The Value of Journey: Virtue and reality in Papua New Guinea and Asia by Nicholas C Brown, Mereo Books, Cirencester UK, 2021, 332 pages with illustrations. ISBN 9781861513212. Available here from Amazon Australia, AU$22
TUMBY BAY – Nick Brown's The Value of Journey follows directly from his first book, Better than Rich and Famous, the transition so flawless you could move from one to the other and not notice the physical change.
When I reviewed the first book, I wrote:
“What Nick’s book essentially details are the experiences of one of the many people who briefly flittered onto the Papua New Guinean scene in the early 1970s and then just as quickly flittered away.
“Or at least I think he flittered away because the book seems to end in mid-stream. He has secured an interesting job in the administration and then goes on leave back to Britain with the intention of returning to Papua New Guinea.
“Whether he actually returns and what happens to him is left hanging in the air.”
That makes the two books complementary and you need to read them in sequence to appreciate the full story.
In ‘The Value of Journey’ there is more detail about Papua New Guinea society and governance since independence in 1975.
The section of the department for which he worked promoting local handcrafts undergoes a series of pointless changes until it is unclear where it’s heading or whether the national government is even interested in what it is doing.
At the same time the people in charge are regularly and inexplicably leaving and being replaced by others, in this case people of Indian descent from Fiji.
This phenomenon where senior positions once held by Australians were filled by recruits from Asia and Africa is notable.
It would be worth exploring as part of a wider work of how governance evolved in PNG after independence.
Brown’s goal, stated in his first book, to simply have fun, takes a beating, partly because many of his friends are leaving the country but also because deteriorating law and order makes it an unsafe place to live.

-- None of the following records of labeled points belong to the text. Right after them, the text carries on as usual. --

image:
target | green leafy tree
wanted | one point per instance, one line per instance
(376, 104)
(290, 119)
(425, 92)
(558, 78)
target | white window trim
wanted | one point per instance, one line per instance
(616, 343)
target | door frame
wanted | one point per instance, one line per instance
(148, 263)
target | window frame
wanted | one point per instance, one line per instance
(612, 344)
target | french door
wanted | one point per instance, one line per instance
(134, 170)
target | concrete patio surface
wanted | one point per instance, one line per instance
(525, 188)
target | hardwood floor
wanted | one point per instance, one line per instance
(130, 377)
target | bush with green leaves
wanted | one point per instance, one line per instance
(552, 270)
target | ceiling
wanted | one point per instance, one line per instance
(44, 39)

This curtailment of an easygoing and undemanding life coincides with Brown beginning to evaluate his experiences and ponder his future.
At the same time, as their PNG experience did to so many expatriates exposed to its challenges and peculiarities, causes him to undergo a profound change in his attitude to the world and how it operates.
Not least he comes to realise “the virtue in doing good and ultimately better understanding what is important in life”.
Brown grasps that it is time to leave PNG, and embarks on a pilgrimage through Asia as he makes his way back to Britain with the intention of going to university.
Along the way the reader is treated to observations not recorded by the self-styled hippies experiencing ‘the great Asian enlightenment’ so popular in those days.
Papua New Guinea has changed his values and Brown is now immersed in an acute sense of reality about what he is experiencing.
The book reveals how he develops a profound desire to explode the concocted myths, too readily accepted back then in a perfumed haze, about the places he visits.
At a superficial level, as most first-timers in Asia are, he is disgusted by the crowded, dirty, noisy and unpleasant cities, particularly in India. More deeply he begins to understand that this squalor is the result of more profound and complex inequities and corruption.
Towards the end of the book, Brown endeavours to analyse his feelings and express what he has learned about humanity and the world. I’m not sure he captures this fully and successfully.
As he says, the experiences “gave me an understanding of inequity in the world and the importance of the need to do something about it.”
I guess, in that sense, he joins so many other people who have come to the same conclusion but did not believe they possessed the means to do anything about it.